Maricopa County sheriff Joe Arpaio held a news conference yesterday to release the results of a “deep dive” into the question of whether Barack Obama’s birth certificate was genuine or a fraud. Surprisingly, after having teamed up with WND, Arpaio declared that the birth certificate and Obama’s Selective Service registration are fraudulent. The local NBC affiliate and the Arizona Republic covered the event:
Arpaio and his team answered questions about jurisdiction by claiming that a fraud taking place in Maricopa County means that local law enforcement would have to investigate it. However, if the fraud originated in someplace outside of Arizona, that technically would be the jurisdiction of the FBI, not Arizona. At some point Obama would have to submit an affadavit of eligibility to the state of Arizona for his 2012 re-election bid, and if that was fraudulent, then it would be a state matter.
However, in the massive effort to investigate the birth certificate, Arpaio and his “cold case posse” overlooked one detail:
The investigation relied on volunteers working with an electronic copy of the president’s birth certificate, which is available online, and pointing out inconsistencies with the electronic document. A representative with the Hawaii Attorney General’s Office said no one from the Sheriff’s Office ever requested to inspect or collect documents related to the authenticity of Obama’s birth certificate.
I’m no Columbo, but wouldn’t the first step in investigating a potentially fraudulent birth certificate be to check with the issuing authority to see if it matches their records? The state in Hawaii has twice validated Obama’s published birth records, and the Honolulu Advertiser published a notice of Obama’s birth the week these records say it happened, a rather significant piece of contemporaneous evidence that investigators would normally find interesting. Seems to me that an “investigation” might have would-be detectives talking with these officials to see what they know, or at least asking the state to recheck their records.
Sadly, this won’t stop the flow of e-mails we’ve been receiving since yesterday afternoon by people convinced that a President who can’t figure out supply and demand in gas prices can put together such a vast conspiracy to hoodwink the American people that it involves elected officials in the state of Hawaii and time travel to put a birth notice in the local paper in 1961. Have fun storming the castle, but the rest of us would rather work on reality-based issues.
Update: A good reminder from commenter Tom Servo: “[I]f you remember Rathergate, you will remember that all document certification professionals agree that a copy of an original can *never* be certified as an original or a fake, since too many uncertainties are created by the duplication process. Only the original can be certified; the failure to ask to see the original is pretty good proof that this commission was a joke right from the get-go.” Indeed. One would think professional “investigators” would know this.
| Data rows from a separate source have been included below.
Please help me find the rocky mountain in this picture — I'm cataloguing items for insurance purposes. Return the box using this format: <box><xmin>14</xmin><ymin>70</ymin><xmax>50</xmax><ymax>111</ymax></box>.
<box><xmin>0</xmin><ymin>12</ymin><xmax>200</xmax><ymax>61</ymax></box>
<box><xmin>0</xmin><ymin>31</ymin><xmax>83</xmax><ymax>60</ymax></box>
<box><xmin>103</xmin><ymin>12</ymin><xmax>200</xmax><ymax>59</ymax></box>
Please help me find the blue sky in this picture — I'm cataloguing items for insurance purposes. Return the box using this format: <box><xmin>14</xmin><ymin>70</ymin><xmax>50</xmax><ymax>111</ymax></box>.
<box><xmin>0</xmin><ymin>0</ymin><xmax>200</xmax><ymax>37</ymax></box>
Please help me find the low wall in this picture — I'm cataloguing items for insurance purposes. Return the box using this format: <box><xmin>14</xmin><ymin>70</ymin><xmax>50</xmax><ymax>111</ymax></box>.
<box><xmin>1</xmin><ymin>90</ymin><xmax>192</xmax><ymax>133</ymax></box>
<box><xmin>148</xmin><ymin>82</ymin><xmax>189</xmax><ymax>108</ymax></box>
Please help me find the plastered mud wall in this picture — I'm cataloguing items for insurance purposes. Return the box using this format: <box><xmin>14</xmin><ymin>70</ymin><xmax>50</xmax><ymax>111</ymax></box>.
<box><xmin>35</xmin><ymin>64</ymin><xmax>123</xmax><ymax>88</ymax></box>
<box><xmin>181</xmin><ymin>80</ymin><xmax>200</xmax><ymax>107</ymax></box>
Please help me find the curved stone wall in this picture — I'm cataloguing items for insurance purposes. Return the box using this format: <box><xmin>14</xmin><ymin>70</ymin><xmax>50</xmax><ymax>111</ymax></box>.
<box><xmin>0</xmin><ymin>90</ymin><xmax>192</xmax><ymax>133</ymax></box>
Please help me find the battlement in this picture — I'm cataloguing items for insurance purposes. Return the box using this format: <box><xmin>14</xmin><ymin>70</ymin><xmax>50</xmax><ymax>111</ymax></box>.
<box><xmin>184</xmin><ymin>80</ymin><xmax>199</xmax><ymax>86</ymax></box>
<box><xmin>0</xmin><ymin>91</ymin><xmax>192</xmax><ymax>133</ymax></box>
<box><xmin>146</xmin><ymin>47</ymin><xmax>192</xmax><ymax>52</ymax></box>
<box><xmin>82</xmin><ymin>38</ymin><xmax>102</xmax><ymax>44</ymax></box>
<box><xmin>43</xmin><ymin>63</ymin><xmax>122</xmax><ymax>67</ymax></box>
Update II: The state director of health in Hawaii attested to the authenticity of the long-form birth certificate when certified copies were provided to the White House, too:
Correspondence released by the White House shows that Obama wrote a letter on White House stationary on April 22, 2011, authorizing the release of the original birth certificate.
It said, “I am writing to request two certified copies of my original certificate of live birth. With this letter, I hereby authorize my personal counsel, Ms. Judith Corley of Perkins Coie in Washington, D.C. to act on my behalf in providing any additional information or paying any fees required by the Department of Health to fulfill my request. Ms. Corley is also authorized to make any necessary arrangements for delivery of the certified copies from your office.”
That same day, Corley asked the state health director in Hawaii to waive its usual rules and release the original “long form” birth certificate.
“Waiver of the Department’s policy in this instance would allow my client to make a certified copy of his original birth certificate publicly available and would also relieve the burden currently pbeing placed on the Department of Health by the numerous inquiries it receives from the media and others relating to my client’s birth record,” wrote Judith Corley, an attorney at the firm.
Corley, who is based in Washington, apparently traveled to Hawaii. She said in the letter that she would “be coming to your offices to pick up the copies of the certificates.”
On April 25, Loretta Fuddy, the director of health in Hawaii, replied to Obama that she had the authority to approve the release of birth records. “Through that authority, in recognition of our status as President of the United States, I am making an exception to current departmental policy which is to issue a computer-generated certified copy.
“We hope that issuing you these copies of your original Certificate of Live Birth will end the numerous inquiries received by the Hawaii Department of Health to produce this documents. Such inquiries have been disruptive to staff operations and have strained State resources,” Fuddy wrote.
She enclosed the copies Obama requested and said, “I have witnessed the copying of the certificate and attest to the authenticity of these copies.”